Hommage en demi-teinte au Printemps arabe à la Berlinale
Des documentaires et des films sélectionnés à la Berlinale ont donné une image très nuancée du Printemps arabe d’il y a un an, témoignant de la difficulté à appréhender un évènement aux conséquences encore incertaines.
Les long-métrages de fiction, aux délais de production plus long, étaient encore peu nombreux et n’évoquaient qu’indirectement ces embrasements populaires – surtout de la jeunesse – en Tunisie, Egypte, Libye, qui ont tenu le monde en haleine et contraint au départ de chefs d’Etat qui semblaient indéboulonnables.
L’Egypte, pays avec la plus grande tradition cinématographique dans la région, était le mieux représenté dans ce festival qui s’achevait dimanche, notamment avec le documentaire “Althawra… Khabar” (Reporting… a revolution) qui plonge le spectateur au coeur des évènements de la place Tahrir.
Six jeunes journalistes d’un site d’informations indépendant égyptien, Al Masri Al Youm, y reviennent sur les 18 jours de manifestation qui ont abouti au départ du président Hosni Moubarak le 11 février 2011.
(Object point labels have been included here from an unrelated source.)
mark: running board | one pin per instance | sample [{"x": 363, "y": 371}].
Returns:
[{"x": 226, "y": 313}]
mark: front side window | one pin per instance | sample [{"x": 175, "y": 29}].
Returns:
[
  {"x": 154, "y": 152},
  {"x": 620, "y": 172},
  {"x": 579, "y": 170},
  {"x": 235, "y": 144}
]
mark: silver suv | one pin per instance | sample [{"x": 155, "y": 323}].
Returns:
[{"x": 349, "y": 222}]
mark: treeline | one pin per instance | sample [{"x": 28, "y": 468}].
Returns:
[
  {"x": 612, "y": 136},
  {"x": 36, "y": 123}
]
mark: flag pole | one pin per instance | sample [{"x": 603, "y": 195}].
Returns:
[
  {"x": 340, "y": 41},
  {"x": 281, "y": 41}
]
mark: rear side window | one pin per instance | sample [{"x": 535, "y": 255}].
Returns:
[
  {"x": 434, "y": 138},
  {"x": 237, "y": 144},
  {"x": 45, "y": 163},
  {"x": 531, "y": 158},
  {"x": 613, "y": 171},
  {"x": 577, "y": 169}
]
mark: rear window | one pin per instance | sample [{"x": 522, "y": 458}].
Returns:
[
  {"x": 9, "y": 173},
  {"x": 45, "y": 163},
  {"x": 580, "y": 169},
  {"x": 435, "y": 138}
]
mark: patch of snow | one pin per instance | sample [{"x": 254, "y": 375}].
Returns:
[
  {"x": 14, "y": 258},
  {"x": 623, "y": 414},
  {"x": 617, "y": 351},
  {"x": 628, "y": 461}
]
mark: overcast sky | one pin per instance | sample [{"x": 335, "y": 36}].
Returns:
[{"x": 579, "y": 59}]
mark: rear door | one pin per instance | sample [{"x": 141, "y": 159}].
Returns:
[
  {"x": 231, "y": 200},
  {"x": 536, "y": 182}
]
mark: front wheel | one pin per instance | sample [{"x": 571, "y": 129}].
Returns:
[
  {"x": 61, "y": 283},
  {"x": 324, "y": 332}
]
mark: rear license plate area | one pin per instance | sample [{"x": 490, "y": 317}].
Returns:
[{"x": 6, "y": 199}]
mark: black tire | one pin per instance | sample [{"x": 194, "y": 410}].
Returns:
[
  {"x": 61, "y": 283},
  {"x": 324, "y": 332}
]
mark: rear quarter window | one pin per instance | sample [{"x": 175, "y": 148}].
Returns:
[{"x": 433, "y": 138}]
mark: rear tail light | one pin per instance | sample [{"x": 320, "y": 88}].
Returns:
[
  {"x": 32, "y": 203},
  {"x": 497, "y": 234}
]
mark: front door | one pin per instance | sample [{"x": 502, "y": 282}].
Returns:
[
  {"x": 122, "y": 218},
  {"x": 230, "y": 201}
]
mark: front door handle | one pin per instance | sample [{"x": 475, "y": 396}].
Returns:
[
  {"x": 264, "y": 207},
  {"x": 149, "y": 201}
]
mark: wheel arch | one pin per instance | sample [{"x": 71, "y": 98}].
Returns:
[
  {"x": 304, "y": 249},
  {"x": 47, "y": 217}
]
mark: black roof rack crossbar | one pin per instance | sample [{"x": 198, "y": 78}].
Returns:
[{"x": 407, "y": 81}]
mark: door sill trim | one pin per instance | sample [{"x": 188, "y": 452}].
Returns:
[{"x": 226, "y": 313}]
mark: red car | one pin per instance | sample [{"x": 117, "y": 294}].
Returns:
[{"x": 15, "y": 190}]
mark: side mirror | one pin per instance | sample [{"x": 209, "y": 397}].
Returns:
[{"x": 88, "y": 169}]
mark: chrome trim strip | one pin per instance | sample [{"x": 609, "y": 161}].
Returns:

Leur témoignage, entrecoupé de séquences tournées avec de petites caméras numériques, au plus près de l’action, permet au spectateur de partager le sentiment d’urgence et d’histoire en marche ressenti par les reporters, déchirés entre leur éthique professionnelle et leur aspiration au changement.
Al Masri Al Youm, créé en 2008, avait été le premier site arabe à mettre des vidéos en ligne, après avoir “formé des journalistes à filmer avec leurs téléphones”, a expliqué Nora Younis, directrice de la rédaction et l’une des protagonistes du film.
“Et puis la révolution est arrivée (…) on s’est interrogé sur notre stratégie, et on a décidé de tourner, toujours continuer à tourner”, a-t-elle ajouté.
Des images sanglantes – cadavres d’hommes tués par balle, camion de la police écrasant des manifestants… – n’ont pas été oubliées.Autre documentaire égyptien, “In the shadow of a man” dresse le portrait de six femmes, peu après la révolution. Une façon de montrer que la lutte pour la liberté dans les pays arabes n’a fait que commencer avec la chute des dictateurs.
Car le bilan tiré à Berlin sur ces “révolutions” est très contrasté et tranche avec l’enthousiasme qu’elles ont suscité.
La place qu’ont déjà pris certains mouvements islamistes – Frères musulmans en Egypte, Ennahda en Tunisie -, restent des hypothèques importantes, reconnaissent les intervenants de la région.
Nadia al Fani, une réalisatrice de documentaires tunisienne, a ainsi souligné qu’elle ne pouvait plus retourner aujourd’hui dans son pays, car elle est la cible de six chefs d’inculpation qui peuvent lui valoir cinq ans de prison, parmi lesquels blasphème et attentat à la pudeur.
En Europe, “tous les festivals veulent avoir leur programme spécial sur le printemps arabe, mais dans le même temps, il devient impossible pour un film qui ne traite absolument pas de ce sujet d’être choisi”, a-t-elle précisé.